The Johnson Amendment (named for then Senator Lyndon Johnson) is a provision of the Federal Tax Code that prohibits non-profit organizations from endorsing or opposing candidates for public office. The Johnson Amendment applies to all tax-exempt, 501(c)(3) organizations, including religious organizations. Those who are calling for its repeal claim that the Johnson Amendment improperly limits free speech on the part of non-profits. This is nonsense, as I will show below. And by the way, I have never heard anyone argue that the Johnson Amendment should be repealed on behalf of secular non-profits. It’s always because of religion.
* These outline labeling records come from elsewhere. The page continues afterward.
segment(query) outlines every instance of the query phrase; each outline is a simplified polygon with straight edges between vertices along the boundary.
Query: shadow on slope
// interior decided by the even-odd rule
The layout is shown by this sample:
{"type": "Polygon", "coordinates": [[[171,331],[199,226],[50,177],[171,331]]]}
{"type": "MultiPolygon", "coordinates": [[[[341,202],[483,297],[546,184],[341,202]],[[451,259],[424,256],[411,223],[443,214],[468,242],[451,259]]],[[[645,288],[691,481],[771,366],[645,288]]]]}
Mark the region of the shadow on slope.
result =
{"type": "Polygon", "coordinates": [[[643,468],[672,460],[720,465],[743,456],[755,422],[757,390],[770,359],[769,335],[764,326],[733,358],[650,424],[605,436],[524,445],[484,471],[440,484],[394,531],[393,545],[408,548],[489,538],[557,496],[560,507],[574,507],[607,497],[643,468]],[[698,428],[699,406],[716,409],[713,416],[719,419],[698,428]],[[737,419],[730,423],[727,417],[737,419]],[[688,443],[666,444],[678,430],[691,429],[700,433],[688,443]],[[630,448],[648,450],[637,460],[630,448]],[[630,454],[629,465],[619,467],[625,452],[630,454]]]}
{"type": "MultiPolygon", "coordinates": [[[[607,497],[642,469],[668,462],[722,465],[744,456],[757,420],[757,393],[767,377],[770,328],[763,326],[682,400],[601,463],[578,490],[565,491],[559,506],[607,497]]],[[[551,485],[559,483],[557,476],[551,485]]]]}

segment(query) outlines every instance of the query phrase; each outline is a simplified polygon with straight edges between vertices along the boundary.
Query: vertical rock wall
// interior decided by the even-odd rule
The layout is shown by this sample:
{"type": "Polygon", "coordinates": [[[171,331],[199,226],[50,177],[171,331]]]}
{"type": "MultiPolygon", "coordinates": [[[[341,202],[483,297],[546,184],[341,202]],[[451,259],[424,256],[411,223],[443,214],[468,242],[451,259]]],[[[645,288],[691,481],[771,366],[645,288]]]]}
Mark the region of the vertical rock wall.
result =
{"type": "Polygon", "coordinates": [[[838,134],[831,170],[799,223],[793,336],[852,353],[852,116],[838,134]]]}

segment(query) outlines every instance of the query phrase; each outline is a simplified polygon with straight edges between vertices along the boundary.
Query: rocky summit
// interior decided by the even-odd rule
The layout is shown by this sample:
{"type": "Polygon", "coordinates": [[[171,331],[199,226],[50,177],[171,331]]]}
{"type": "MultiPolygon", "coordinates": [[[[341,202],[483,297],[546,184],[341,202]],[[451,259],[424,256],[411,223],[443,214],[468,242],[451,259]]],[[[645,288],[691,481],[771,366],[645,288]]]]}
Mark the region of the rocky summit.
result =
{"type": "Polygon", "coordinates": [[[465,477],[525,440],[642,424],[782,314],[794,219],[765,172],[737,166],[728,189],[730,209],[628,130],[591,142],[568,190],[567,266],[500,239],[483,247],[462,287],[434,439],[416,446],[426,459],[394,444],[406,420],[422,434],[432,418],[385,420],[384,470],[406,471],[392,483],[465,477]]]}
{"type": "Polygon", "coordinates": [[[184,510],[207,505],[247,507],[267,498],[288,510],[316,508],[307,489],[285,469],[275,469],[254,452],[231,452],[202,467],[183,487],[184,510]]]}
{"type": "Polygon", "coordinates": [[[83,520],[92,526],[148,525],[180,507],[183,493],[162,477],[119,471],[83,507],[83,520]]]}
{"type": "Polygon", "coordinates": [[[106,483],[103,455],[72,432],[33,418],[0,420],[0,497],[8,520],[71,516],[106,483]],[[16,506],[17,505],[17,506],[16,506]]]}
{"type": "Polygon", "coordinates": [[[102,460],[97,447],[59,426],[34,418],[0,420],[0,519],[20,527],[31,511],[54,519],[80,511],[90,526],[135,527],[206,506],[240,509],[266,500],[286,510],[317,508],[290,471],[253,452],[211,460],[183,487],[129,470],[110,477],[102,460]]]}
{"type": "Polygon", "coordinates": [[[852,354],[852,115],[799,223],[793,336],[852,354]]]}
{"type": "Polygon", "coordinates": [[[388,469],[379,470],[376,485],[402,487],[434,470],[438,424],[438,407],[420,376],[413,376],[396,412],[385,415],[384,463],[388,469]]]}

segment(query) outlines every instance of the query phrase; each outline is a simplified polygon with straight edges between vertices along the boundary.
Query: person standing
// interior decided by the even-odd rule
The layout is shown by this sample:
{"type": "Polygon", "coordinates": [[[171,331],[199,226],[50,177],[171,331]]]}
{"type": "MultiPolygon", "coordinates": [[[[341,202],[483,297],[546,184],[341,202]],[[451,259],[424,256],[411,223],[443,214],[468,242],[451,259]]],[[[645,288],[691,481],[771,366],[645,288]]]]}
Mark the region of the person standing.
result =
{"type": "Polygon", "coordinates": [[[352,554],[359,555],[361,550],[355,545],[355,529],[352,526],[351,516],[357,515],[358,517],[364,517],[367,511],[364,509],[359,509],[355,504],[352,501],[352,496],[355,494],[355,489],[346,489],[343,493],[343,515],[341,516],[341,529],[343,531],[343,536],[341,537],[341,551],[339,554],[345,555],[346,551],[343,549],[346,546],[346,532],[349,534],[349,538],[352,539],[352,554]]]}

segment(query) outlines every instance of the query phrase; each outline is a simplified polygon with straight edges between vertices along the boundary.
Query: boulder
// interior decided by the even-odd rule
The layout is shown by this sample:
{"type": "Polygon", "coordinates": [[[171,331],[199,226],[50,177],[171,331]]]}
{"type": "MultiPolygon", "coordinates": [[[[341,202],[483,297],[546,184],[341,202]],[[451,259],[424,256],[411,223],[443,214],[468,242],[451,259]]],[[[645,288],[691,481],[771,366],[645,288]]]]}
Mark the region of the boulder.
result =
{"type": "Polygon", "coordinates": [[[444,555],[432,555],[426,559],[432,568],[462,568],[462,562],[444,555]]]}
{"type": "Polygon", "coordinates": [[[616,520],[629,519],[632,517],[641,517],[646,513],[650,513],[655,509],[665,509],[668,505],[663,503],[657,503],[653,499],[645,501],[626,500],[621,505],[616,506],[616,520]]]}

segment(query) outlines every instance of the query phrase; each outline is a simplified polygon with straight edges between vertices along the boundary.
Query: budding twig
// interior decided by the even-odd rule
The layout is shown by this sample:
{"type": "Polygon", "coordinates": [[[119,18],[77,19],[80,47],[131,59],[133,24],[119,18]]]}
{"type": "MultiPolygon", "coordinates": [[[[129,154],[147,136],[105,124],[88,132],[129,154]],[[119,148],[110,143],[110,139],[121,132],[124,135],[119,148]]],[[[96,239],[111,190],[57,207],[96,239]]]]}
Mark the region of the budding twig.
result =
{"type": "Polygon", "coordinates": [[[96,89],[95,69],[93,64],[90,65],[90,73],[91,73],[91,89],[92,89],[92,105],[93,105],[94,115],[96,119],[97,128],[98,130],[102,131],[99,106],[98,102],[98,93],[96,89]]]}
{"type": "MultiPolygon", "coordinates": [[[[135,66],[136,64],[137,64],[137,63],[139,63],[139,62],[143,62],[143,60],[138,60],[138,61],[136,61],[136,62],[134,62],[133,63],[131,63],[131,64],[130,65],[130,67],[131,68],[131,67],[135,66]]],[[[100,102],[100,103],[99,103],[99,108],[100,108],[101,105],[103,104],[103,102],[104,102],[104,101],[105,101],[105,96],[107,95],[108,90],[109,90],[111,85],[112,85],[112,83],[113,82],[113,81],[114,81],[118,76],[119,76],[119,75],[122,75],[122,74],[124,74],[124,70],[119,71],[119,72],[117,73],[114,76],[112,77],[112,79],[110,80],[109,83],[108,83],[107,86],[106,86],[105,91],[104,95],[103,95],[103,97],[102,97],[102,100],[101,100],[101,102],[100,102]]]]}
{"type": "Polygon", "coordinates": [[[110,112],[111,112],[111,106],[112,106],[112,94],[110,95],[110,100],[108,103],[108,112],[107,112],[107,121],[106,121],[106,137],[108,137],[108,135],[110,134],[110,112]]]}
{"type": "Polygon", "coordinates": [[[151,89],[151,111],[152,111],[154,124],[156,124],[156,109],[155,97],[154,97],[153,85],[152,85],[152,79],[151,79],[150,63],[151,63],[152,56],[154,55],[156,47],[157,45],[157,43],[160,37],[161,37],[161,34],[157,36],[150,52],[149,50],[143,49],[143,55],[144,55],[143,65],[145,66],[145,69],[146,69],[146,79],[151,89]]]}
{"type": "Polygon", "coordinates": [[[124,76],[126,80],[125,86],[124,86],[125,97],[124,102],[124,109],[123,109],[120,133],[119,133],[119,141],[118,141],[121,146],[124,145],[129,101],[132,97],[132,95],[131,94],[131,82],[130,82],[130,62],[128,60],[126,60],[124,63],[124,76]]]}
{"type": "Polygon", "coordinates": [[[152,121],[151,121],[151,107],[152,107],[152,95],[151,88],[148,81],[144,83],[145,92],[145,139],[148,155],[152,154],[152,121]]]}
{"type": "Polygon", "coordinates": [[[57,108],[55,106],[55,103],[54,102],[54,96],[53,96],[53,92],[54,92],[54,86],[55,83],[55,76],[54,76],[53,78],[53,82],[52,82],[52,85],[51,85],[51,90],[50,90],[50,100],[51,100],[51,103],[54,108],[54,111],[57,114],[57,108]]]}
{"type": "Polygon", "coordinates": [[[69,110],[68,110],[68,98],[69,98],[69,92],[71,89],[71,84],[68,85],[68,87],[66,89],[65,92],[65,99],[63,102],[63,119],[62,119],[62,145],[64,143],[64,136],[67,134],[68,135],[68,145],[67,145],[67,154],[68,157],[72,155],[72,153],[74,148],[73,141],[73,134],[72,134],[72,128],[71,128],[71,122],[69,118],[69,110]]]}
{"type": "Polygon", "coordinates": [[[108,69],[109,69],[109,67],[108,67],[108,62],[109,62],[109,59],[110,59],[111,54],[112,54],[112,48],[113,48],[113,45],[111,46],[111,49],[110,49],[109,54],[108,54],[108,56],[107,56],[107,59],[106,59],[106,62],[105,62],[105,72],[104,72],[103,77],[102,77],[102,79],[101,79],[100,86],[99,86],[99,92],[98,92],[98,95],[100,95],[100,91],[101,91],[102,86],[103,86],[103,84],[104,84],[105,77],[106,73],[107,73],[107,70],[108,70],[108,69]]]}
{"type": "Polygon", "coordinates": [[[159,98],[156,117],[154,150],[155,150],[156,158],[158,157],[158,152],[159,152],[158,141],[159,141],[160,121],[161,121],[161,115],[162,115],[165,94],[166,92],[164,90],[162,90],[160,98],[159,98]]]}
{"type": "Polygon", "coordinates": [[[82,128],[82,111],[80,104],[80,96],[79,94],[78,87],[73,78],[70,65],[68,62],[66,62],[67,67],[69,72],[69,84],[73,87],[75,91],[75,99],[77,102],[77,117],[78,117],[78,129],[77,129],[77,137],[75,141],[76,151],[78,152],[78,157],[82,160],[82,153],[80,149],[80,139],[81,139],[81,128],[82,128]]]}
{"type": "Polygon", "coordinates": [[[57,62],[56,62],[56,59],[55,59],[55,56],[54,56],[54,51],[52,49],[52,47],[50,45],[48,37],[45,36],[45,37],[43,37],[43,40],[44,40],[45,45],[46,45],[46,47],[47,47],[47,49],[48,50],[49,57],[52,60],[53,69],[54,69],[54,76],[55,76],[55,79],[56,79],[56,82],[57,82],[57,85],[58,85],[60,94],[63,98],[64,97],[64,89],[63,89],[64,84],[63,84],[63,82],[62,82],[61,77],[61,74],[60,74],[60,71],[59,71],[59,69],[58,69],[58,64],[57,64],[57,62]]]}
It is important to keep in mind the fact that the Johnson Amendment does not prevent non-profits (including religious non-profits) from speaking out on issues, even if those issues are politically charged. The United States Conference of Catholic Bishops have been quite outspoken on issues such as marriage equality and the contraception mandate of the Affordable Care Act (they’re against both, in case you had to ask). And yet, nobody has taken away the Catholic Church’s tax exemption. But the direct endorsement of, or opposition to, a particular political candidacy is forbidden. But even this prohibition does not deprive a non-profit of its free speech rights. If a clergyman uses his/her weekly sermon to urge their congregants to back or oppose a specific candidate, such clergyman will not be arrested or in any way prevented from speaking. The organization for which that clergyman works will simply lose their tax-exempt status, which is as it should be.
501(c)(3) organizations’ exemption from taxation serves two purposes for these groups: it shields them from having to pay most taxes (including corporate income taxes and real estate taxes) and it allows them to receive donations for which their benefactors receive individual tax deductions for themselves. In order to receive this tax exempt status organizations must demonstrate that their work fits into one of the following categories: religious, educational, scientific, literary, testing for public safety, fostering amateur sports competition or preventing cruelty to children or animals. (There are other exempt categories under other parts of section 501). And so by granting non-profit status to a corporation, the government is in effect subsidizing non-profits in order to further the (assumed) good works that they do.
The purpose of this government subsidy is manifestly NOT to bolster any particular politician’s quest for public office. That’s why contributions to individual candidate’s campaigns or to purely political entities (whether Freedom Works on the right or Move On on the left) are not tax deductible. If such contributions were deductible, it would put taxpayers in the position of subsidizing non-profits’ attempts to influence our electoral process, and really, why should a conservative Republican be expected to have her taxes subsidize a liberal organization’s preferred candidate, or vice versa? If a religious organization wants so badly to endorse a particular candidate, it can. It just can’t use public tax money to do so. And that’s the way it should stay.